Otto Rosenbaum wurde am 2. Juni 1894 in Mülheim an der Ruhr als Sohn des Ehepaars Johanna Rosenbaum, geborene Kaufmann und Salomon Rosenbaum, geboren. Seine Eltern waren jüdischen Glaubens. Er hatte neun Geschwister, von denen sein ältester Bruder, Gustav, 1889 geboren, als Soldat im Ersten Weltkrieg im 12. Infanterie-Regiment 171 diente und am 28. September 1914 gerichtlich für tot erklärt wurde. Sein Name ist auch auf der Gedenktafel für die Mülheimer jüdischen Gefallenen des Ersten Weltkriegs verewigt, die heute in der Synagoge in Duisburg hängt. Sein jüngster Bruder starb schon als Säugling und ist auf dem jüdischen Friedhof in Mülheim beigesetzt. 
Der eineinhalb Jahre ältere Bruder Arthur war Bäcker, der von November 1938 bis Januar 1939 im Konzentrationslager Dachau inhaftiert war, dann nach Belgien emigrierte und von dort nach Auschwitz deportiert und ermordet wurde. Seine Gattin Mathilde, geborene Lindemann, die mit ihrem Mann nach Belgien ausgewandert war, überlebte, heiratete einen Heinrich Steinberg und wanderte 1946 nach Casablanca in Marokko aus. Die Tochter Inge lebte später in England (siehe auch Biografie von Mathilde und Arthur Rosenbaum).
Ottos jüngster Bruder starb schon als Säugling und ist auf dem jüdischen Friedhof in Mülheim beigesetzt.
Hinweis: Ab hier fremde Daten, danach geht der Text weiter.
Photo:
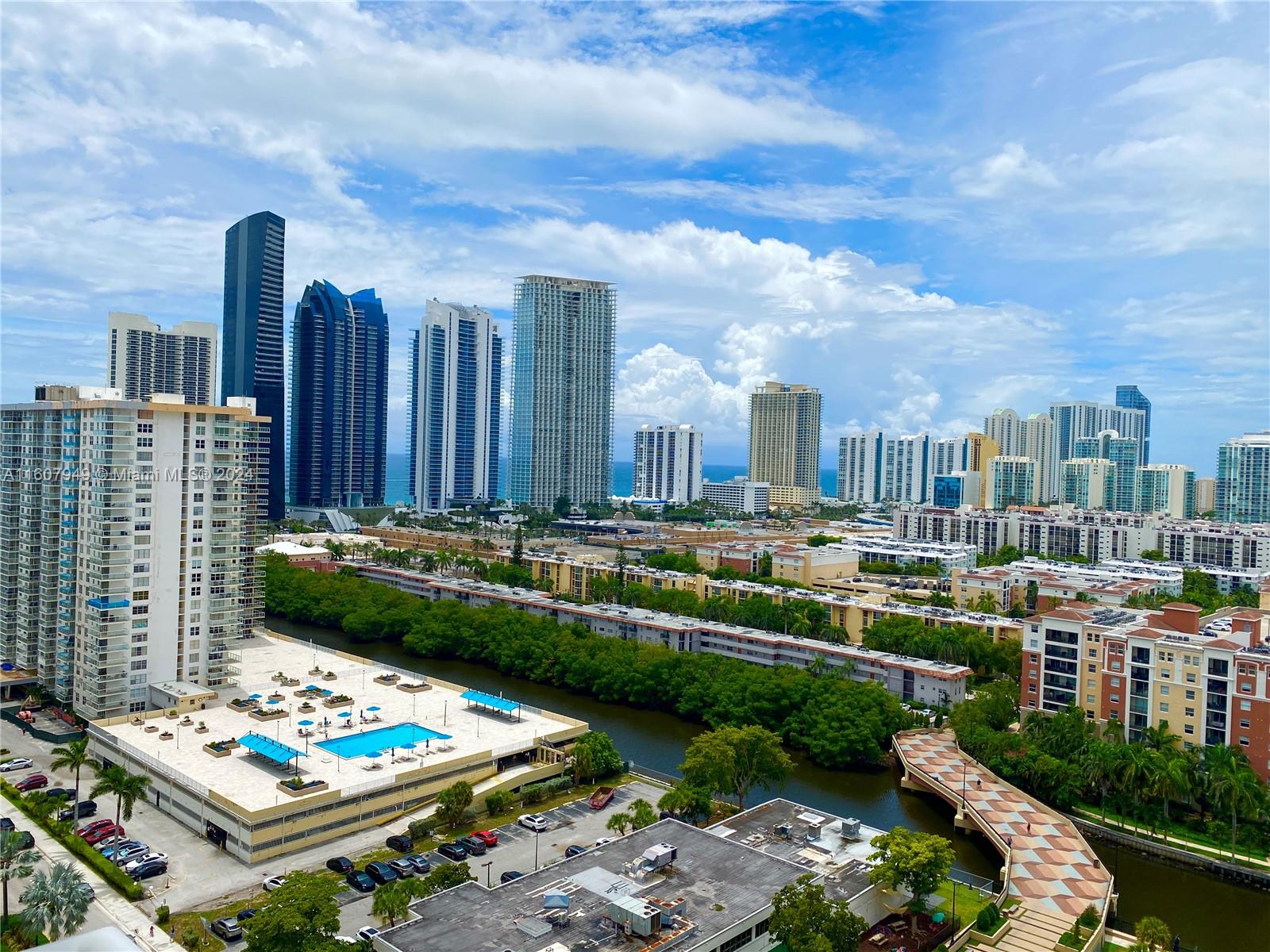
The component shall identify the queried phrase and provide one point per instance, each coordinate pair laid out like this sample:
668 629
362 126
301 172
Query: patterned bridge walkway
1052 869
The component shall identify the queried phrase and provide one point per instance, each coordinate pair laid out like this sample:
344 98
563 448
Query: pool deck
251 781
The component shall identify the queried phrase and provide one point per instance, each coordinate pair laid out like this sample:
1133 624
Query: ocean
398 478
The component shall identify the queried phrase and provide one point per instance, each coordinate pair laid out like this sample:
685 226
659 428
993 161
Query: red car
102 833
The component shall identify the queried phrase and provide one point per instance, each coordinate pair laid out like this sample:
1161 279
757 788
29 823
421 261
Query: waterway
1208 913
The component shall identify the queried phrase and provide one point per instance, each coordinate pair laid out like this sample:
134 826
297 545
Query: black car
156 867
380 873
419 863
84 808
452 850
228 930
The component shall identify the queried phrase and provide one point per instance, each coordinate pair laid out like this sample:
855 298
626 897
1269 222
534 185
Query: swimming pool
380 739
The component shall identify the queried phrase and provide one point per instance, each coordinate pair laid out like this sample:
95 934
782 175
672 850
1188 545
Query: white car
149 857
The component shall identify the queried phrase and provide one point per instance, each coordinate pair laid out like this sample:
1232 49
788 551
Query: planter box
317 787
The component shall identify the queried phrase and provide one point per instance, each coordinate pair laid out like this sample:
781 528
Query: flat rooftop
723 882
251 781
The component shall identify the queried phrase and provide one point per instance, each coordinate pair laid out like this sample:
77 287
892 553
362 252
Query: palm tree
56 901
74 757
17 862
127 789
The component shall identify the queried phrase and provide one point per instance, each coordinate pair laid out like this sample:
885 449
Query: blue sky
927 211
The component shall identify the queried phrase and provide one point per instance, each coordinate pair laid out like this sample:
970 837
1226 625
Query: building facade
252 362
129 558
562 391
785 441
667 463
340 367
1242 489
456 380
144 359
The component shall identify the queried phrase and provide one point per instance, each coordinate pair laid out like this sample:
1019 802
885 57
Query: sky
926 211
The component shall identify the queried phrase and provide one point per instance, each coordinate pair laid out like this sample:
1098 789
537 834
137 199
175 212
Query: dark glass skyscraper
1128 395
340 366
252 334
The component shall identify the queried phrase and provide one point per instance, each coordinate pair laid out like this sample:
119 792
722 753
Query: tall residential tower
252 336
562 391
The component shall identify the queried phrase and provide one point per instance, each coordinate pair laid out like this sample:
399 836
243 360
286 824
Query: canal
1208 913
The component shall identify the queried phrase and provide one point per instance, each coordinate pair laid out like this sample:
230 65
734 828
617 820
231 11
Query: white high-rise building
1011 482
143 359
127 556
456 374
667 463
785 441
562 391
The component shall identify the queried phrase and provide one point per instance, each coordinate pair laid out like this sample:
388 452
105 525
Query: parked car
380 873
154 867
419 863
228 928
84 808
144 858
452 850
403 867
36 781
471 844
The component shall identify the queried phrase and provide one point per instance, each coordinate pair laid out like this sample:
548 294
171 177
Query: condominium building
340 368
252 362
1206 679
456 380
1242 490
562 391
667 463
785 441
1087 484
1166 488
129 552
143 359
1128 397
740 495
1011 482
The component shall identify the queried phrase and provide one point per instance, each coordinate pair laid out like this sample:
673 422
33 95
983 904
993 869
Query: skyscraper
340 365
667 463
785 442
562 391
1128 395
252 334
144 359
455 406
1244 479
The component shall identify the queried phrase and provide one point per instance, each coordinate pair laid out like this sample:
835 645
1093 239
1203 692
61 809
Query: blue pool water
380 739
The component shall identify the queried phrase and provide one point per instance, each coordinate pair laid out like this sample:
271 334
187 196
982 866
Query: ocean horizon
398 479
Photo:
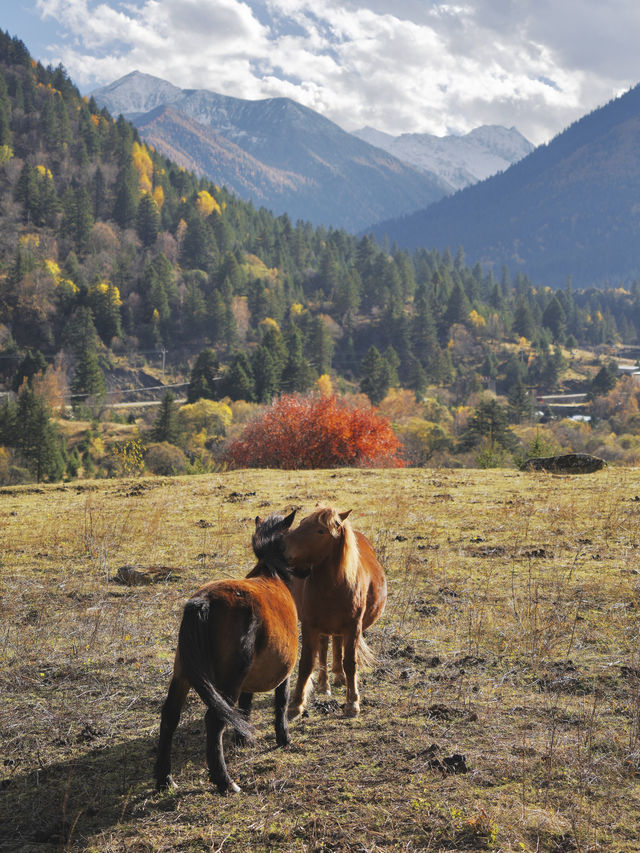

Sein Vater Salomon war Kohlenhändler. Wann er genau verstorben ist, ist nicht bekannt. Er wurde am 22. Oktober 1912 das letzte Mal lebend gesehen. Deshalb beurkundete das Standesamt am 19. Januar 1913 seinen Tod auf Mitteilung der Kriminalpolizei auf diesen Tag. Seine Mutter Johanna starb 1937. Beide sind auf dem jüdischen Friedhof in Mülheim bestattet. Sie handelte mit Altpapier. Dieses Geschäft scheint Luise Rosenbaum, ihre Schwiegertochter, nach ihrem Tod 1937 weitergeführt zu haben. Nach der Gewerbesteuerkarte aber nur für kurze Zeit, bevor 1938 die "Anmeldebesch. eingezogen" wurde, so der handschriftliche Vermerk. Salomon Rosenbaum wird in den biografischen Angaben der Datenbank "epidat" des Steinheim-Instituts als Fabrikarbeiter und "Flaschenbierhändler" beschrieben. Otto trat beruflich in die Fußstapfen seines Vaters. Am 17. Januar 1916 heiratete Otto Rosenbaum die evangelische Luise Pallasch in Duisburg. Sie wurde am 26. November 1891 in Jeromin, Kreis Ortelsburg, geboren. Bis zur Inhaftierung Ottos lebte das Ehepaar gemeinsam mit ihren drei Kindern in Mülheim. Sie waren unter verschiedenen Adressen gemeldet. Zum Zeitpunkt der Inhaftierung wohnte die Familie in der Hindenburgstraße (heute Friedrich-Ebert-Straße) 132.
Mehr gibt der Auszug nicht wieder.